Service blueprints and customer journey maps shared with the team
Solution
Rolling it out in phases
Stakeholder negotiation & policy reform
I ran workshops with the founders to revisit the cancellation policy. The existing rules were heavily weighted toward clinics, and hygienists knew it. I made the case that retaining hygienists mattered more than the short-term fee revenue - a churned office represented around $12k in lost LTV over 12 months. The policy change improved sentiment quickly in our beta group and unblocked a lot of users who had been hesitant to commit.

Workshop session - revisiting cancellation policy with founders
Broad ideation before convergence
Before committing to a direction, I generated 10+ distinct design approaches to the core problem. I shared these broadly - with the team and with power users - to gather early signal on what resonated before investing in high-fidelity work. This helped surface assumptions quickly and avoided anchoring too early on any single solution.

10+ design approaches explored before converging on a direction
Contextual onboarding (progressive disclosure)
We replaced the one-size-fits-all signup with a shorter, staged flow. By capturing specific skills early - software experience, equipment familiarity - we could show relevant shifts straight away rather than presenting an undifferentiated list. Fewer steps upfront, but more useful results on the other side.


Skills selection, photo upload, and social proof screen
I collaborated with Engineering to move from free-text skills to a standardised skill taxonomy. This allowed us to build a weighted matching algorithm. I defined the UX logic for "hard skills" (must-haves like experience with specific equipment) vs. "soft preferences" (nice-to-haves like specific software knowledge).
I restructured the shift detail page to surface the information hygienists actually needed before applying - clinical setup, office culture, parking, location context. The goal was simple: stop users having to leave the app to make a decision.

Redesigned shift detail page and resume upload step
Edge-case logic
I designed the logic for partial matches. If no 100% match was found within 10 miles, how should the system decay the constraints? I mapped the hierarchy prioritising license verification over proximity to ensure patient safety while maintaining fulfillment rates.
Usability testing
I ran usability testing on the redesigned flow with 8 participants - a mix of occasional, regular, and frequent users. No critical issues were found. Key feedback shaped two refinements:
- •Parking information should be surfaced at the top - users cited it as a deciding factor before they even looked at pay.
- •Hygiene detail was being skipped by a significant number of users, so it was moved lower to reduce visual noise on first scan.

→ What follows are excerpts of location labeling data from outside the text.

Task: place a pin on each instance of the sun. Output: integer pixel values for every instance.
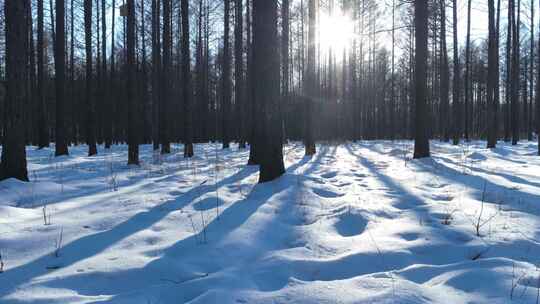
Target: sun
(336, 32)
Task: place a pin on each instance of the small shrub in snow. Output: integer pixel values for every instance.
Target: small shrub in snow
(480, 221)
(46, 216)
(58, 243)
(1, 262)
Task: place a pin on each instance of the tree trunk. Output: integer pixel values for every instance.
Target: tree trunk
(515, 82)
(13, 160)
(133, 136)
(90, 108)
(467, 72)
(445, 79)
(186, 77)
(226, 79)
(311, 85)
(285, 61)
(421, 141)
(43, 126)
(492, 74)
(239, 72)
(456, 104)
(266, 82)
(166, 80)
(60, 69)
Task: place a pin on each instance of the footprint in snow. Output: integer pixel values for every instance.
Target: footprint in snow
(327, 193)
(329, 175)
(350, 224)
(207, 203)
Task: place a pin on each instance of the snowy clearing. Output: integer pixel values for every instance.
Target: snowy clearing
(358, 223)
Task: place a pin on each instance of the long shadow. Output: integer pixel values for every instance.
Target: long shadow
(388, 181)
(182, 259)
(508, 177)
(91, 245)
(477, 183)
(94, 244)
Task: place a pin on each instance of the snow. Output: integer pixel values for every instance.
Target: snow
(357, 223)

Usability testing findings - hygiene detail placement and parking priority
Roadmap
Stages set in motion
The Fix
Scaling
Ecosystem Expansion
Outcomes
The impact
Lift in activation (signups → active workers)
Velocity
Time-to-first-offer: 7 days → 2 days
YoY increase in booked shifts
20% lift in activation: More signups converted to active workers. Fewer people were bouncing at the policy or the onboarding stage.
Velocity: Time-to-first-offer dropped from 7 days to 2 days, mainly because the matching was more targeted from day one.
Booked shifts: Up 25% YoY. A combination of more active workers in the system and shifts being easier to evaluate and apply for.
Reflection
Lessons in design leadership
Starting with service mapping rather than jumping into UI meant we caught problems that wouldn't have been visible from the screens alone. The cancellation policy was the clearest example - it was a bigger blocker than any UX issue, and no amount of onboarding polish would have fixed it. Getting that sorted first made the rest of the work land properly. The main thing I'd take from this project: operations decisions and design decisions are often the same decision.